エネルギーに限らず、自分の国を自分で守れない国防体制や、長らく低迷が続く経済も、同様の問題を抱えています。責任の所在がはっきりしないまま、その場の空気で物事が決まってきました。LGBT理解増進法も反対しにくい空気の中で可決され、肝心の価値判断について議論された様子はありません。

こうした「無責任体制」と「空気の支配」について、大川総裁は「妖怪の発生源と国民性の両方をつなぐものではないか」と指摘されています(*3)。

なぜこうなってしまったのか──。決定的な要因が、日本から仏教を追い出したことです。

現代まで伝わる日本神道には教えがなく、善悪を分かつ価値観がありません。日本においてそれを教えてきたのが仏教でした。「縁起の理法」や「地獄の裁き」は、誰一人として自己責任の原則からは逃れられないことを教えます。
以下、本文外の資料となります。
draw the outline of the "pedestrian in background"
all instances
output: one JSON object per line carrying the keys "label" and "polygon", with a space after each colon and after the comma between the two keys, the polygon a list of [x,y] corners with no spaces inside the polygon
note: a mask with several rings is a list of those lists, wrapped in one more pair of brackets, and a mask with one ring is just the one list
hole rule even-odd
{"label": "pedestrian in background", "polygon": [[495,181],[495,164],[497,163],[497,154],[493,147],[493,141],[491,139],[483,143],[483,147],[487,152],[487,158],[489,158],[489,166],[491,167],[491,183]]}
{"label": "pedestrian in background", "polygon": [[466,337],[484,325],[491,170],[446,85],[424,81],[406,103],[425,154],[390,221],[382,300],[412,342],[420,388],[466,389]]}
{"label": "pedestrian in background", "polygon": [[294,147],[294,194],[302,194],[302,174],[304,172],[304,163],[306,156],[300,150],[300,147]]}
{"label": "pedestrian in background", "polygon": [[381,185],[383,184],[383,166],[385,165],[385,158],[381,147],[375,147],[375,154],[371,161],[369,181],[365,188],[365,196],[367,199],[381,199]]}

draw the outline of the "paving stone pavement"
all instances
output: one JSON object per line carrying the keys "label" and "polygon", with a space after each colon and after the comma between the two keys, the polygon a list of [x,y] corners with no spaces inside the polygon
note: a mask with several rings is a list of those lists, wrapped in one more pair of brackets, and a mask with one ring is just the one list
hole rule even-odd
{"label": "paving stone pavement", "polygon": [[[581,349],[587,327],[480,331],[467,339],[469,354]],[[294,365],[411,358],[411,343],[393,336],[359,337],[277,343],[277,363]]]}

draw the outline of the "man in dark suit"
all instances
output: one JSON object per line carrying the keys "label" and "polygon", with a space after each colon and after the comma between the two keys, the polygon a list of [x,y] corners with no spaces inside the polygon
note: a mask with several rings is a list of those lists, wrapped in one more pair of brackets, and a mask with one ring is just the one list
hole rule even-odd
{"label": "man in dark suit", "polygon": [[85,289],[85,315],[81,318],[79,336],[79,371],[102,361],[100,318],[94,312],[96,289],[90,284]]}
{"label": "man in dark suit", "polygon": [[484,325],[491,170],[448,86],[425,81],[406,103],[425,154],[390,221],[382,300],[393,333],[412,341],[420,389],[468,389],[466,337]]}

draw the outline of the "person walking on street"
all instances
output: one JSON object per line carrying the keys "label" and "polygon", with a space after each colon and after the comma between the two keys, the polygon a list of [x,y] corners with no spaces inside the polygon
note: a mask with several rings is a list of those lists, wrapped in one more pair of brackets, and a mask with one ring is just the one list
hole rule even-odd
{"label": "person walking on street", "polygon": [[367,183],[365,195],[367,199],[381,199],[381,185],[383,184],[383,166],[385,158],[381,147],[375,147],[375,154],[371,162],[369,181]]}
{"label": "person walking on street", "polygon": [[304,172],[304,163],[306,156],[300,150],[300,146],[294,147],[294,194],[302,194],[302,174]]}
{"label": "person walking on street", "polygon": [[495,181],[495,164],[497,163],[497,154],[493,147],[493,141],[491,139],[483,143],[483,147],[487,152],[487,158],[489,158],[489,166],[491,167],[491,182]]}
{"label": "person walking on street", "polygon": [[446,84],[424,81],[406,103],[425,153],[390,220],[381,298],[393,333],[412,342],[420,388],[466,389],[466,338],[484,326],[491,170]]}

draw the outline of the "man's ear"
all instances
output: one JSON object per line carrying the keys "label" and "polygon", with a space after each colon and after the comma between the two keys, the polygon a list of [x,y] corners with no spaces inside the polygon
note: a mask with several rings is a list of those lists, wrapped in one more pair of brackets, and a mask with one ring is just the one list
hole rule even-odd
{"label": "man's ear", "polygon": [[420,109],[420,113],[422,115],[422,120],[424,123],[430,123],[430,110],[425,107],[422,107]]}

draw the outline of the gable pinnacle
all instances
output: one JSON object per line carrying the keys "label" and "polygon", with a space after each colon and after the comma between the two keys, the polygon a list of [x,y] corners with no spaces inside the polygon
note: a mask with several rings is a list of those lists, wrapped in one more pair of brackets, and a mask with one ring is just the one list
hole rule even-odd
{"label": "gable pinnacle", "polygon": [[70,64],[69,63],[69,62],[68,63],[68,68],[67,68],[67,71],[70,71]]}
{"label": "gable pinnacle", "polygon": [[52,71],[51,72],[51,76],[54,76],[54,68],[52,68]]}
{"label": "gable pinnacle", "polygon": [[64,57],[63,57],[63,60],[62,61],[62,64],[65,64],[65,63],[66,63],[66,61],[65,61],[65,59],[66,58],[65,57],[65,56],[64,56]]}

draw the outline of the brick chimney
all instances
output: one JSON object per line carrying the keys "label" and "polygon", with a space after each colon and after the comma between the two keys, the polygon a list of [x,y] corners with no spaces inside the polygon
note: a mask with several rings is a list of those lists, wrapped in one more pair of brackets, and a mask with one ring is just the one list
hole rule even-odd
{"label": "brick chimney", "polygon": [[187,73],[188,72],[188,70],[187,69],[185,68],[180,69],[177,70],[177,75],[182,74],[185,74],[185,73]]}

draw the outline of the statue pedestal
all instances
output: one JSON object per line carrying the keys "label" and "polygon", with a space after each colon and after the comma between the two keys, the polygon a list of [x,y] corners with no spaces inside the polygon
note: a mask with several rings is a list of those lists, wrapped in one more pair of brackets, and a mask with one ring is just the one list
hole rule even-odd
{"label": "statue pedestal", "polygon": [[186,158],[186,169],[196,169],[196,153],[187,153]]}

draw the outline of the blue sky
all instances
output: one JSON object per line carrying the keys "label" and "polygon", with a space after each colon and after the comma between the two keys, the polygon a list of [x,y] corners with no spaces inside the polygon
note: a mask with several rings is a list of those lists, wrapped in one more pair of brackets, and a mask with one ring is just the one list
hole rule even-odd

特に明治新政府下で起きた廃仏毀釈以降、「がらんどう」で「中身がない」という弱点が顕著に現れてしまったと言えるでしょう(*4)。

真に日本を立て直すには「妖怪性の反省」が不可欠です。

(*3)法話「『妖怪にならないための言葉』発刊記念対談」
(*4)日本神道の問題点については、『奇跡の法』第2章や『常勝の法』第5章、『救世の法』第4章、『人として賢く生きる』第1章などに詳述(いずれも大川隆法著、幸福の科学出版)。